By Daniel Gross, Slate.com
December 7, 2009
It's important not to make too much out of a single economic data point. But Friday's monthly jobs report may be even better news than it seems. The unemployment rate fell to 10 percent in November, and companies shed only 11,000 payroll jobs in the month. That was much better than economists expected and was the smallest such drop since late 2007—and perhaps early indication that, as I've argued, we'll be seeing jobs growth sooner rather than later.
A look inside the report—and, again, with the caveat that it would be folly to draw too strong a conclusion from a single month's data—suggests four other reasons to be optimistic.

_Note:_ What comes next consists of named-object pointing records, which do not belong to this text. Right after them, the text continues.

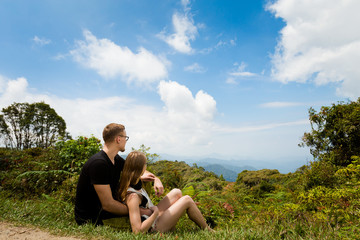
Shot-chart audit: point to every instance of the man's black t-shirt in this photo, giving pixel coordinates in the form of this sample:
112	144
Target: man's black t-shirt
97	170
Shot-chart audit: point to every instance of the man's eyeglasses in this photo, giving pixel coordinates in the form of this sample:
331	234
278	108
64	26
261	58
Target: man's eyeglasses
126	137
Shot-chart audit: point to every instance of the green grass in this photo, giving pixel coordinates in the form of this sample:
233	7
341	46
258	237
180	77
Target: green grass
56	216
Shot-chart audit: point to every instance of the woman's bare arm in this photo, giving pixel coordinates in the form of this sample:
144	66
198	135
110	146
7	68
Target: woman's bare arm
133	201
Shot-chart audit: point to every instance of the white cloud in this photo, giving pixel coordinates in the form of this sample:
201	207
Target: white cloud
41	41
319	43
239	72
113	61
281	104
195	68
184	30
185	126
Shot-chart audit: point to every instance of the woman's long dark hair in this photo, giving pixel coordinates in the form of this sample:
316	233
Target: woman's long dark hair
133	168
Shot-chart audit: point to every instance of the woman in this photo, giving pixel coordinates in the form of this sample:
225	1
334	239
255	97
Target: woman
169	210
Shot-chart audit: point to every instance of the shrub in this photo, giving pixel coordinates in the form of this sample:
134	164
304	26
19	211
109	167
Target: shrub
74	153
39	182
320	173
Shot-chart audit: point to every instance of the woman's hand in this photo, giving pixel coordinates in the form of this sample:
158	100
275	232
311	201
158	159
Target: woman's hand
158	187
155	210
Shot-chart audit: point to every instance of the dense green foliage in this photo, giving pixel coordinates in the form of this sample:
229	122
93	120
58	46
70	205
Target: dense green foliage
24	125
74	153
320	200
335	134
261	204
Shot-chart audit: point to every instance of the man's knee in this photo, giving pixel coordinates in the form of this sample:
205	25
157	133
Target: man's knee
177	192
187	199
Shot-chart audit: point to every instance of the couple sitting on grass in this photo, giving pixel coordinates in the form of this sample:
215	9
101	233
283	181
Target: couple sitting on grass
101	194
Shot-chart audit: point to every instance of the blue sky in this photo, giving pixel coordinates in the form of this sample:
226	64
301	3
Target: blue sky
191	79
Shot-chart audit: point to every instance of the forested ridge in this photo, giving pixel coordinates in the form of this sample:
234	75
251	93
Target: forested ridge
320	200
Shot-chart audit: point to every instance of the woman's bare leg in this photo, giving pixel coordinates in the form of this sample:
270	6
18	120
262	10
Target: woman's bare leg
169	200
171	216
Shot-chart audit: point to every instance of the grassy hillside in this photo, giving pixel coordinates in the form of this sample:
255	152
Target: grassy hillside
318	201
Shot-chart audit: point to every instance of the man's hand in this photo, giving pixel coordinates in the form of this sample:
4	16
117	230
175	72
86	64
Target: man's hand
158	187
147	177
145	211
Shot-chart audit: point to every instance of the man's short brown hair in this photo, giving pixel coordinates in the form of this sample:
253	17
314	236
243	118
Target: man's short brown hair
111	131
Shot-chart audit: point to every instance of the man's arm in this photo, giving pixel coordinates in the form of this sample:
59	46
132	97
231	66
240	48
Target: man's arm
150	177
108	203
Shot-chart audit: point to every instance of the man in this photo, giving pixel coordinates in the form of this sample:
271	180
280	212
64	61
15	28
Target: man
96	192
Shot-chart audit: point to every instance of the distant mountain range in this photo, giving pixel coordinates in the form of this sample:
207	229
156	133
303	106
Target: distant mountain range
231	168
229	172
217	166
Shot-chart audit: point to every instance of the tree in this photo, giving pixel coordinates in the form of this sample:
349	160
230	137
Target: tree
24	125
335	133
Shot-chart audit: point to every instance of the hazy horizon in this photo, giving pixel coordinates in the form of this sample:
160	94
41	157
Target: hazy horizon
187	78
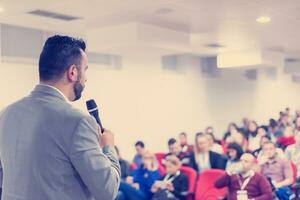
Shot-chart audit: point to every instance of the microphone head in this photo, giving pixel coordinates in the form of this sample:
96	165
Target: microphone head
91	105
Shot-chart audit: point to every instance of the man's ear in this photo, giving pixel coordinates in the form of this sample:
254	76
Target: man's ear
72	73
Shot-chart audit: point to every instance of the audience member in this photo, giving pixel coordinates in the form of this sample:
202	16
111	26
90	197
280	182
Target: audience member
140	149
253	136
279	170
184	143
297	124
202	158
232	128
174	185
274	128
292	153
213	143
175	149
234	153
244	183
287	138
138	186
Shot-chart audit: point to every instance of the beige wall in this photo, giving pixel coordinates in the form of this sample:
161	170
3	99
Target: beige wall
142	101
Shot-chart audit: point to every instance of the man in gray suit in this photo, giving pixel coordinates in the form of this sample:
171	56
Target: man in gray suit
48	149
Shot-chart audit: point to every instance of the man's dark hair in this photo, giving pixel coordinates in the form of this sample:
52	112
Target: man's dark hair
59	53
140	143
183	133
172	141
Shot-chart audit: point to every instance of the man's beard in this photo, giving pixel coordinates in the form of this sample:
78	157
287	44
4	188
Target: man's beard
78	88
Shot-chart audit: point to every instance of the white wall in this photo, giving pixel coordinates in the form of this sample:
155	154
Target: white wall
142	101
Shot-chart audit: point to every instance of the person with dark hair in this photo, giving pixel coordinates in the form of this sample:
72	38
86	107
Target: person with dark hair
174	185
254	139
140	150
175	149
138	186
185	147
213	143
274	128
244	182
124	165
202	158
234	153
279	170
49	149
292	153
297	124
232	128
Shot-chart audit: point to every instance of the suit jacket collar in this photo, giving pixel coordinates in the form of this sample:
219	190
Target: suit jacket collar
48	90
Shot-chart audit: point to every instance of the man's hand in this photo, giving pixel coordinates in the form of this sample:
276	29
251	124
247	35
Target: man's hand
170	186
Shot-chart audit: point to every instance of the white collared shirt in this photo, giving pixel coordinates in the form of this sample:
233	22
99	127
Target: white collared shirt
64	96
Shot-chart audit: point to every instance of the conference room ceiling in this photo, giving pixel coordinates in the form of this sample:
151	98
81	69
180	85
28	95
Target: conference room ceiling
212	26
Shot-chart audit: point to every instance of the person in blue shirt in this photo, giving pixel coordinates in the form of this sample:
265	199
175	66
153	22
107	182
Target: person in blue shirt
138	186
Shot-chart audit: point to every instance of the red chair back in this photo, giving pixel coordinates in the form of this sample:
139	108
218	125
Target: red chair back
133	166
294	167
160	157
192	176
205	189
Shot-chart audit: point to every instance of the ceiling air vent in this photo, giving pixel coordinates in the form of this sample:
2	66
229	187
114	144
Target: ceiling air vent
53	15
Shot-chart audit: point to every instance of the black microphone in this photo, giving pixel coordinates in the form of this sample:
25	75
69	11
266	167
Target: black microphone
93	110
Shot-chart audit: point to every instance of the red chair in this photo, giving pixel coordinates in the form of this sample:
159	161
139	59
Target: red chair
294	167
133	166
192	176
205	189
160	157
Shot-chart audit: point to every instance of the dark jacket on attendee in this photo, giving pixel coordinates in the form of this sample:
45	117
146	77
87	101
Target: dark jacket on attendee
258	187
182	156
181	185
125	168
217	161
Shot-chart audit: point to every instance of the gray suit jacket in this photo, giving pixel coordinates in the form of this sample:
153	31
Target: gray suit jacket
50	151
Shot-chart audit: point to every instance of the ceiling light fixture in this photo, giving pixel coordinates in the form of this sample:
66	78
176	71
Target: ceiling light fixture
263	19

1. The trend is your friend. Yes, the payroll jobs number in November came in much better than expected. In each monthly report, the Bureau of Labor Statistics also revises the previously reported job totals for the prior two months. And in the past few months, the trend has been that the government overstates the job market's weakness in the just-completed month. In the original release for September, the government concluded the economy shed 263,000 jobs that month. A month later, however, in its October release, September's loss was revised down to 219,000. According to last Friday's release, the September job loss was actually only 139,000. The government originally said the economy lost 190,000 jobs in October, but Friday's report cut that number to only 111,000 jobs. The upshot: For the past three months, the government's first take at job loss figures has been understating the strength of the recovery. Should this trend continue, it's quite likely that when the November numbers are revised over the next two months, that 11,000 loss could turn into a gain.